The war on Ukraine has shown Europe how regional conflicts can have a severe effect on the global economy.
Moreover, South Korea tested its own missile in March 2022 – a few days after the launch of a North Korean intercontinental ballistic missile. The development of its own missiles and nuclear submarines was already pushed forward under Moon Jae-In. Neither sanctions nor the Covid-19 pandemic have substantially prevented North Korea from further developing nuclear weapons and delivery systems. The arms race now emerging on the Korean peninsula should be a cause for concern in Brussels.
The war on Ukraine has shown Europe how regional conflicts can have a severe effect on the global economy. The Korean peninsula has long been one of the most important world trade hubs. The South Korean city of Busan hosts one the busiest ports in the world, and South Korea is one of the ten largest economies globally. While the destructive potential of conflict is enormous, fortunately there is currently no actor in the region seriously seeking to redraw national borders by military means. Nevertheless, arms races and aggressive rhetoric increase insecurity. Therefore, the EU has an interest not to react late to developments on the ground, but to act now instead.
A new wave of Covid-19 in North Korea
The current rapid increase in the number of Covid-19 cases in North Korea is a cause for concern – less because of the political than because of the humanitarian consequences. The North Korean regime has often shown strong political resilience in times of crisis. It is therefore unlikely that a wave of Covid-19 infections will trigger political change. In the worst case scenario, the North Korean leadership’s policy of isolation and denial to date – coupled with the inadequate health system – will lead to a high number of deaths.
The EU could use its diplomatic capital to create momentum for dialogue channels with North Korea’s political leadership on the basis of humanitarian aid.
Nevertheless, it is quite possible that North Korea will seek help abroad in view of rising incidences. For South Korea, however, this situation would be complicated. On the one hand, President Yoon promised North Korea support in fighting the pandemic during US President Joe Biden’s visit to Seoul on 21 May.

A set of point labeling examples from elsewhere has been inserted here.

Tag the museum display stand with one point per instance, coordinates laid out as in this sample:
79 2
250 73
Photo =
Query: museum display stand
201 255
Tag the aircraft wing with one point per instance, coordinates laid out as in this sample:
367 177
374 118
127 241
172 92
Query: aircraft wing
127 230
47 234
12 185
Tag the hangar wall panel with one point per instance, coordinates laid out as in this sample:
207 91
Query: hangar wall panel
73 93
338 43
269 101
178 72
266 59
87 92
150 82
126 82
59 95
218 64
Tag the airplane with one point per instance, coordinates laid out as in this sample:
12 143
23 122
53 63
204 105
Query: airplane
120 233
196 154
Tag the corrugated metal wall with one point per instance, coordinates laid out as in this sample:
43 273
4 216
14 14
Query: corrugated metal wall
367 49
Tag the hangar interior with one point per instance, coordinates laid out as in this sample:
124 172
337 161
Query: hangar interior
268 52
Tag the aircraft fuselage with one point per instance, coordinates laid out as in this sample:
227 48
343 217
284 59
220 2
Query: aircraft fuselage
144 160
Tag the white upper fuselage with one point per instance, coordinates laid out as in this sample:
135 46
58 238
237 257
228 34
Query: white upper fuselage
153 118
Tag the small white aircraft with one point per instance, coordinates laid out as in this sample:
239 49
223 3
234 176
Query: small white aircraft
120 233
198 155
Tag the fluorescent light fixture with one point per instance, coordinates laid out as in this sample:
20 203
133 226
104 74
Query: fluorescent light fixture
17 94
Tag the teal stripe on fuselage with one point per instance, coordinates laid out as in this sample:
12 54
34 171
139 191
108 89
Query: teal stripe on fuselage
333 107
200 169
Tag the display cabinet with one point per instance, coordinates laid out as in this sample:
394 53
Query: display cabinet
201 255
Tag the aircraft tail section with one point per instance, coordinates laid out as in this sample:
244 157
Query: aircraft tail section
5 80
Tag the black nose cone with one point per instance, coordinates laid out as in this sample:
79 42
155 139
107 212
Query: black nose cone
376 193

On the other hand, local elections will be held in South Korea on 1 June, which are seen as the first test of the Yoon government’s support. If Yoon wants to raise his political profile, he will avoid giving his political opponents ammunition by ‘rewarding’ North Korea with vaccines. And if South Korea and the US also expand their joint military manoeuvres, then the region will go down a familiar path that traditionally ends in North Korea rejecting dialogue.
In this situation, the EU could use its diplomatic capital to create momentum for dialogue channels with North Korea’s political leadership on the basis of humanitarian aid. It is obvious that the EU cannot single-handedly bring about the denuclearisation of North Korea or a change of course in Seoul. However, it can try to exert a de-escalating influence on Pyongyang through political networks. And it can use the partnership with Seoul to advance further possibilities for cooperation. Even if the new president in Seoul does not seem interested at the moment in finding a long-term diplomatic solution to the current problems, now is the time – given the hardening fronts in East Asia – to actively prepare such possible tracks of dialogue.